Moreover, we’re neglecting the role of psychic income. Programmers are not unlike artists or writers. How many hours do they spend on work they find pleasurable vs. an investment banker? That varies from person to person, and it shapes calculation regarding the reservation wage. Some software engineers find long hours programming pretty miserable. More pay could dull this terrible feeling. But my sense is that programmers who hate their work are rarely the best programmers.
The current salary level for programmers also promotes a gambler’s view of work, which hurts established companies’ long-term stability. People often leave steady jobs at companies with lots of resources in order to join startups that hold the promise of an acquisition jackpot. Several young engineers said that this was, in fact, their life plan. “I’m a little young for a retirement plan,” one 22-year-old engineer told me, “but to be honest, I have to say that I count on that happening in my lifetime.” Living in Silicon Valley without making a bundle in an IPO or acquisition just doesn’t seem possible.
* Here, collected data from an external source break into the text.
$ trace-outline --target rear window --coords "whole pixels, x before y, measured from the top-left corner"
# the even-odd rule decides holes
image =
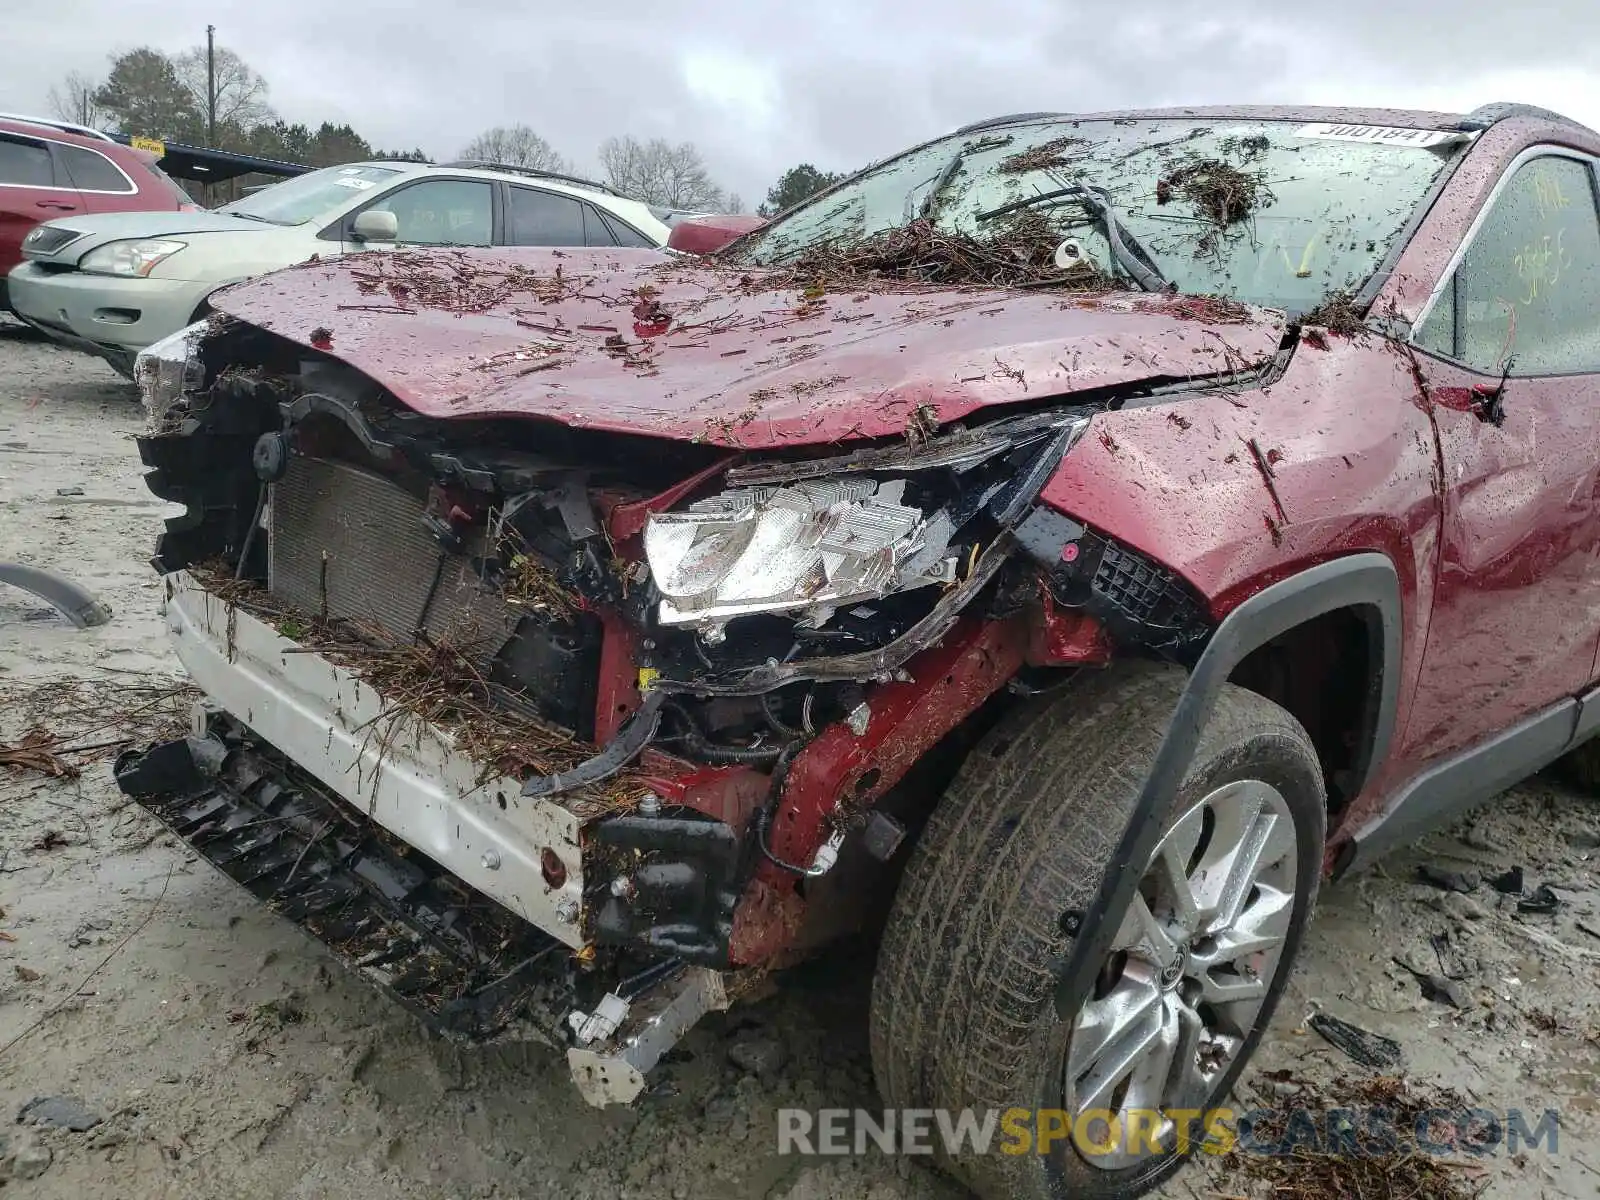
[[[62,145],[56,147],[56,154],[79,191],[128,193],[138,190],[133,186],[133,181],[104,154],[85,150],[81,146]]]
[[[651,250],[658,249],[656,243],[645,237],[632,225],[624,224],[619,217],[612,216],[610,213],[601,213],[600,219],[606,223],[606,228],[611,231],[611,236],[616,239],[617,245],[643,246]]]
[[[511,189],[513,246],[583,245],[583,205],[571,196],[533,188]]]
This is the key part of the piece. Farhad seems fundamentally uncomfortable with the economics of tournaments — X is a little bit better than Y, but X will make vastly more; or rather X joined the right firm at the right time and thus makes vastly more, etc. Not only that, but X’s outsized success encourages all of the other letters of the alphabet to try their luck at matching it, even though most will wind up with far less. I fundamentally think this kind of tournament is perfectly fine. People know what they’re getting into. Engineers are choosing a profession in which there is a high level of dispersion. This is one reason why the profession attracts a fair number of high-wattage risk-takers.
Of course, this situation benefits pre-IPO companies like Facebook and Twitter. Still, that’s only in the short run. Before long, they too will see workers fleeing for the next great pre-IPO darling. Less-noble startups aren’t above taking advantage of programmers’ stock-option dreams, either. “They use the excuse of ‘We don’t have much money, and you’ll be getting stock’ to be really stingy with pay,” one engineer told me. Need-less to say, the vast majority of these startups fail, leaving their workers in the lurch.
And inevitably big post-IPO companies pay their engineers more. Microsoft knows that its stock options aren’t going to explode in value, so it pays higher salaries. Problem solved.
Basically, Farhad found that lots of software engineers feel underpaid. That’s hardly surprising. But that doesn’t make it true.
One thing I find frustrating about this style of argument is that it can apply to almost anything, e.g., we could argue that actors and other entertainers create enormous value that they don’t come close to capturing as a class. Sure, some actors become rich and famous, but the vast majority don’t. Does it follow that actors as a class are underpaid? The idea would strike most people as a forehead-slapper. We accept that trying to become a movie star is a pretty straightforward tournament, and that not everyone who tries will become rich or even very comfortable. To be sure, many will argue that engineering is more important than the arts. I don’t find that proposition to be obviously true. This is a reminder that markets are a good way of dealing with diversity. We don’t have to agree on the value of acting as a profession vs. software engineering.
There is a more persuasive argument one could make, which is that the cultural prestige of software engineering isn’t as high as it should be. That is a debatable proposition, and I suspect that it might make difference re: whether a young adult at the margin will choose consulting or investment banking or engineering.